Shootout At Wadala fails on all counts, writes Ankur Pathak.
Sanjay Gupta’s new film Shootout at Wadala documents the rise of crime in 1970s Mumbai and how, after local cops gunned down feared gansgter Manya Surve, the term 'encounter' entered the police lexicon.
However, instead of engaging the viewers with a well-written screenplay, the film’s story runs all over the place with horrendous dialogues peppered with crass expletives that sound more inconsequential than sinister.
John Abraham plays Manya Surve, a bright student with a promising future who turns against the system after being wrongly framed in a murder case.
This dramatic transition in character and an overnight shift in ideologies -- as a student he wouldn’t even cheat during exams -- is one of the many flaws of the movie.
After his stint in jail where he bulks up with the help of a trainer (who, by the way, looks more like a poor man’s Hulk Hogan), Manya escapes prison not as a reformed man but as a maniac armed with Tusshar Kapoor for a sidekick.
More petty thieves are picked up along the way to paint the city a bloody red.
Anil Kapoor, Ronit Roy and Mahesh Manjrekar play the cops while Manoj Bajpayee and Sonu Sood are rival mob-bosses who appear on screen as infrequently as ghosts
Irrespective of what the scene demands, Kangna Ranaut plays one expression for the entire duration of the film.

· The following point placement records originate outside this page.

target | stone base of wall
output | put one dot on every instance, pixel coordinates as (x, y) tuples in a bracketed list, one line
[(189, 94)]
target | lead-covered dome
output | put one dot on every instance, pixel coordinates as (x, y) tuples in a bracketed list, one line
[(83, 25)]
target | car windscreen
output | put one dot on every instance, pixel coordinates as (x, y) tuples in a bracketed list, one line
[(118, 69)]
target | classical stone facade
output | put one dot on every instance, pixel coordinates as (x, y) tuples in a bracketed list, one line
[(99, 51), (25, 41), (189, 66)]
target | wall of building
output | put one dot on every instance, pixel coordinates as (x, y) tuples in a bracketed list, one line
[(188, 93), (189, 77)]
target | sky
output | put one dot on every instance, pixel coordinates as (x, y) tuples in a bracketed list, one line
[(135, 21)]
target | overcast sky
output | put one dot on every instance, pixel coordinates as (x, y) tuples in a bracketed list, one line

In the middle of all the gory scenes where everyone kills everyone else because they are in a Sanjay Gupta movie, three women in bizarre clothing -- Priyanka Chopra, Sunny Leone and Sophie Choudry -- gyrate to songs that sound similar.

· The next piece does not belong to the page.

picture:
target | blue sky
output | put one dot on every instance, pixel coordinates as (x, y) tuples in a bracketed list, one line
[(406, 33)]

Yet another standout element that fails to work in the film's favour is the dialogue. It's difficult to determine exactly what the writers were aiming for with dialogues like "Inkee tehzeeb mein bhi tezaab hai” and “Maafi ke pehle do aksharon mein bhi MAA hai."

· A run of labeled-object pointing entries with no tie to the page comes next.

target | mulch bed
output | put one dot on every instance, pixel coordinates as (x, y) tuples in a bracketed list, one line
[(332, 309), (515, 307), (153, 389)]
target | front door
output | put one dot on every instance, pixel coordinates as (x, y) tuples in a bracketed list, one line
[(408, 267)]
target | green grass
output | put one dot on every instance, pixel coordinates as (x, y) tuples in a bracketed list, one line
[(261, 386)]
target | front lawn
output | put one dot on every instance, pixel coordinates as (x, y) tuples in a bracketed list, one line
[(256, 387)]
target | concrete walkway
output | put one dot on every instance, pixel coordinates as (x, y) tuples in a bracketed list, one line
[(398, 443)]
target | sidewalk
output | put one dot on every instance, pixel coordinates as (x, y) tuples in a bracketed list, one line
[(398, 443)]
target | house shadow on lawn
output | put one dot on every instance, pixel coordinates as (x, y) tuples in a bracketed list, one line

The exaggerated action scenes and over-the-top violence makes it difficult to believe that the film is inspired from journalist S Hussain Zaidi’s non-fiction book Dongri to Dubai.
To top it all, Gupta, quite audaciously, rips off one of the most iconic scenes in cinema history -- Sonny Corleone’s assassination in The Godfather.
As far as performances are concerned, John Abraham lives up to expectations by adding a realistic mustache. Rest of the cast is average, with only Sonu Sood standing out.
Master filmmaker Christopher Nolan once said, “The mind is the scene of crime."
Instead of this self-indulgent gore-fest, we would have appreciated a little more focus on the gangsters' psyche.